# where to get nerite snails?



## drgold (Oct 22, 2006)

I didn't see any on aquabid but would like a handful for my tank. Is it true that I could buy these from a saltwater/reef store and acclimate them to fresh water? If so, there's a great store nearby that would be perfect. If not, where do I get these gems? Thanks a lot!

Andy


----------



## trenac (Jul 16, 2004)

Try here... Welcome To Wilma's Home On The Web

I think I've heard of people acclimating Nerites from salt to fresh, but I'm not real sure.


----------



## toddnbecka (Sep 20, 2006)

They're easy to convert to FW, but the eggs won't hatch without salt.


----------



## drgold (Oct 22, 2006)

how would i go about acclimating them? Is it just like drip acclimating a sensitive fish, or does it take more time? I suppose I could put them in an aerated bucket and add a bit of fresh water each day until the salt is mostly diluted. Does anyone have a tactic that works, so I don't have to reinvent the wheel?

Barring that, I'll go to Wilma. Thanks for the link!


----------



## will5 (Oct 26, 2005)

*Hi*

And if you buy them from wilma they will be in fresh water already when you get them.


----------



## drgold (Oct 22, 2006)

yeah, good point. I just try to avoid shipping stuff whenever possible. It's only $8, but it's probably a pain for the snails. It's cold here, too.


----------



## Shrimp&Snails (Mar 27, 2006)

Olive nerites are freshwater.


----------



## hooha (Apr 21, 2005)

Where do you live. If you're in the Pittsburgh area All Oddball Aquatics has them in stock for freshwater.


----------



## drgold (Oct 22, 2006)

I'm in Ann Arbor, MI.


----------



## hooha (Apr 21, 2005)

then probably your best bet would be Wilma


----------



## drgold (Oct 22, 2006)

yeah, but $2 a snail + shipping gets steep when I'll need a dozen or so. I found them at Arizona Aquatic Gardens for .75 but I have to check into the shipping.


----------



## elaphe (Aug 24, 2006)

If I remember right, AZ gardens has a pretty big minimum order. You would need to order more than a dozen!

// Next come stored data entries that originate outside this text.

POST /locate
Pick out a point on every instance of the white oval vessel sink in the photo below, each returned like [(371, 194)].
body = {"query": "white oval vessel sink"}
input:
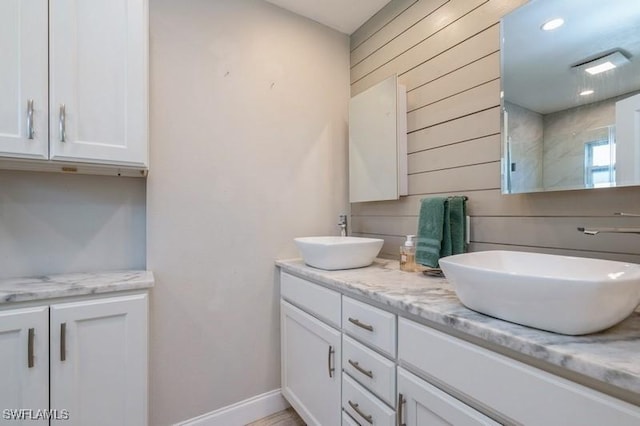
[(333, 253), (562, 294)]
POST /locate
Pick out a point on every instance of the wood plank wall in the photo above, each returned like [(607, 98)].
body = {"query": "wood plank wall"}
[(447, 53)]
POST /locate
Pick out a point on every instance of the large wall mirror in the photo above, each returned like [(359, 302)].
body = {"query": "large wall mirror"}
[(571, 95)]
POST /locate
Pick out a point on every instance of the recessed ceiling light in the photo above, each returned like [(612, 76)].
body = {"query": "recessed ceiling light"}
[(605, 66), (552, 24), (602, 63)]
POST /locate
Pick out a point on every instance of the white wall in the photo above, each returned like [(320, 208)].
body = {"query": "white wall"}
[(53, 223), (248, 151)]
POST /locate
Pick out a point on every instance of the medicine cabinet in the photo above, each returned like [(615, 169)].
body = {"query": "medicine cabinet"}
[(378, 143)]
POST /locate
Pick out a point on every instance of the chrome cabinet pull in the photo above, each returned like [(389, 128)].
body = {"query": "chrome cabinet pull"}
[(356, 365), (368, 418), (63, 341), (62, 123), (30, 131), (361, 324), (401, 401), (30, 359), (331, 369)]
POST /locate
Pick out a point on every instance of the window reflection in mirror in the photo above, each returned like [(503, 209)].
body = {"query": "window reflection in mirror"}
[(571, 95)]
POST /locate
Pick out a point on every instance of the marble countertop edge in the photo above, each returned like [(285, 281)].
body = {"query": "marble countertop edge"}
[(600, 356), (14, 290)]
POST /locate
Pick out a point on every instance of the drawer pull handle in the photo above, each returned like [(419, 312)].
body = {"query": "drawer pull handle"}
[(62, 123), (356, 365), (30, 361), (401, 401), (361, 324), (331, 369), (356, 408), (63, 341), (30, 131)]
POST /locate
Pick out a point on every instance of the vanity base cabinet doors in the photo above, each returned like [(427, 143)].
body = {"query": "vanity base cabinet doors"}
[(24, 363), (311, 366), (98, 91), (23, 79), (422, 404), (99, 361)]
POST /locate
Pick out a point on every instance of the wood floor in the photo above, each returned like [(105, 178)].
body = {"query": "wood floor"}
[(286, 417)]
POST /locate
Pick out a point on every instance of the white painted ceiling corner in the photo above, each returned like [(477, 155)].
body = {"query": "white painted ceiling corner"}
[(345, 16)]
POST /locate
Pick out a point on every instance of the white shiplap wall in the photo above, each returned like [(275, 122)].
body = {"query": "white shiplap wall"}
[(447, 54)]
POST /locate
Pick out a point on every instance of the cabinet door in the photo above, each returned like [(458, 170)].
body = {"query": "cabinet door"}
[(99, 361), (311, 366), (24, 364), (23, 79), (98, 65), (422, 404)]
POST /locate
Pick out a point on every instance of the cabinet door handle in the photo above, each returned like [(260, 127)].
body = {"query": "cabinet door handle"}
[(30, 131), (401, 401), (361, 324), (63, 341), (356, 408), (331, 369), (30, 359), (63, 123), (356, 365)]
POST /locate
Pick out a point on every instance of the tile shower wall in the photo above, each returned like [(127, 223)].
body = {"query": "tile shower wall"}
[(447, 54)]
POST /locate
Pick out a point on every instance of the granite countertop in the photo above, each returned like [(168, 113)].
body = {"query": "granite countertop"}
[(53, 286), (611, 356)]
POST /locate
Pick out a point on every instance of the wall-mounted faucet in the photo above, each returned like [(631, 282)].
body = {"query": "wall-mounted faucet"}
[(342, 223)]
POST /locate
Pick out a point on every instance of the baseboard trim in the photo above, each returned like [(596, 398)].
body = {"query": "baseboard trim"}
[(243, 412)]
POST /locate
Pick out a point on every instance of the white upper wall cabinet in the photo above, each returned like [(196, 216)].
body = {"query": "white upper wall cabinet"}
[(378, 143), (93, 110), (98, 62), (23, 79)]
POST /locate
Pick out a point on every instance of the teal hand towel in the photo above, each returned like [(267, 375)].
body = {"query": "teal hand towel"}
[(430, 231), (457, 220)]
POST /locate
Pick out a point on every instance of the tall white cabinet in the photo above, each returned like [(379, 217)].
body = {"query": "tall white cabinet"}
[(98, 361), (75, 363), (98, 87), (24, 361), (74, 79), (23, 79)]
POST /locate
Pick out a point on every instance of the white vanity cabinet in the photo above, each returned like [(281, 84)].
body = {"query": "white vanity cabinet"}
[(311, 351), (24, 361), (422, 404), (84, 359), (74, 83)]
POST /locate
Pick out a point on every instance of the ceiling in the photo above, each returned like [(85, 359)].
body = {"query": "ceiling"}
[(537, 65), (345, 16)]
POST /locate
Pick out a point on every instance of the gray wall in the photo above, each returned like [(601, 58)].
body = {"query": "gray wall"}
[(52, 223), (448, 57), (248, 150)]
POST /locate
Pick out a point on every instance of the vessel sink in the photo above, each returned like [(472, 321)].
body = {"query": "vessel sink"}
[(562, 294), (333, 253)]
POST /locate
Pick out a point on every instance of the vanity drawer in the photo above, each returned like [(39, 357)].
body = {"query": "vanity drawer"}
[(347, 420), (370, 369), (370, 325), (363, 406), (482, 376), (311, 297)]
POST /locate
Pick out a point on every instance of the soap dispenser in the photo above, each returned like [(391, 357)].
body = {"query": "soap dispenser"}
[(408, 255)]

I was going to get some from them as well. Now I'm going to get them from Wilma when I have some extra cash.

Brian


----------



## drgold (Oct 22, 2006)

wow, yeah, just saw that. It looks like minimum $35 and $20 to ship. I guess Wilma's my gal for these.


----------



## yoink (Aug 31, 2005)

Wilma has nice snails. Certainly worth the money, and they all arrived live and well. I've read alot of bad stuff about the other place, including dead livestock.


----------